There is so many entries regarding Docker on PVE over the last years that I would be most grateful if someone can point at the best method to have a basic Docker server running inside an LXC Container within PVE6 (if possible or 5 if required), ideally unprivileged but initially trying to get it working on a non-production server.
Thanks.
 
Yes VM for Docker is the save and boring way, but the future belongs not to the VM.
>>
The Future could be LXC with ZFS with Pods and Kubernetes using docker hub images.
 
Thanks for prompt reply. I assume then LXC / LVM not suitable. My problem with KVMs is bind mounts and not being able to share files with host system. i already asked a few months back regarding VirtFS - 9p which I understand is still not supported by the kernel as an alternative. NFS or SSH-fs alternative seems overcomplicated and slow.
 
Thanks for prompt reply. I assume then LXC / LVM not suitable. My problem with KVMs is bind mounts and not being able to share files with host system. i already asked a few months back regarding VirtFS - 9p which I understand is still not supported by the kernel as an alternative. NFS or SSH-fs alternative seems overcomplicated and slow.
mount bind with LXC is very simple if you use host adapted storage (ZFS, NFS; SMB) mounts.
 
Yes VM for Docker is the save and boring way, but the future belongs not to the VM.
>>
The Future could be LXC with ZFS with Pods and Kubernetes using docker hub images.

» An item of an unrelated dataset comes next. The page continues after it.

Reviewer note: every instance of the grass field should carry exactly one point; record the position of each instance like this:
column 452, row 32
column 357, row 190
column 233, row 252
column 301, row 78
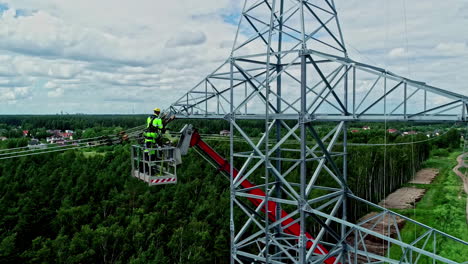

Unless there is some abstraction layer of ZFS forwarded to LXC, there is no way to control the ZFS from the LX(C) container and doing layered aufs/overlayfs(|2) inside of LXC on basis of ZFS is total waste of resources. Best to just use a VM. Easier to setup up and running from zero to working in a few minutes due to docker-drivers.
 
Unless there is some abstraction layer of ZFS forwarded to LXC, there is no way to control the ZFS from the LX(C) container and doing layered aufs/overlayfs(|2) inside of LXC on basis of ZFS is total waste of resources. Best to just use a VM. Easier to setup up and running from zero to working in a few minutes due to docker-drivers.

I don't understand. You say running container in LXC is waste of resource. Then your propasal is to run overlayfs on ext4 on raw disk on zfs which is much more waste of resources.
 
I don't understand. You say running container in LXC is waste of resource. Then your propasal is to run overlayfs on ext4 on raw disk on zfs which is much more waste of resources.

Where did I write that? I said that "doing layers aufs/overlayfs(|2) inside of LXC on basis of ZFS is total waste of resources", therefore use a VM (besides all the other benefits) and then inside that ZFS and Docker, so that you can use the combination of ZFS and Docker. That was my goal, ZFS+Docker is a dream team.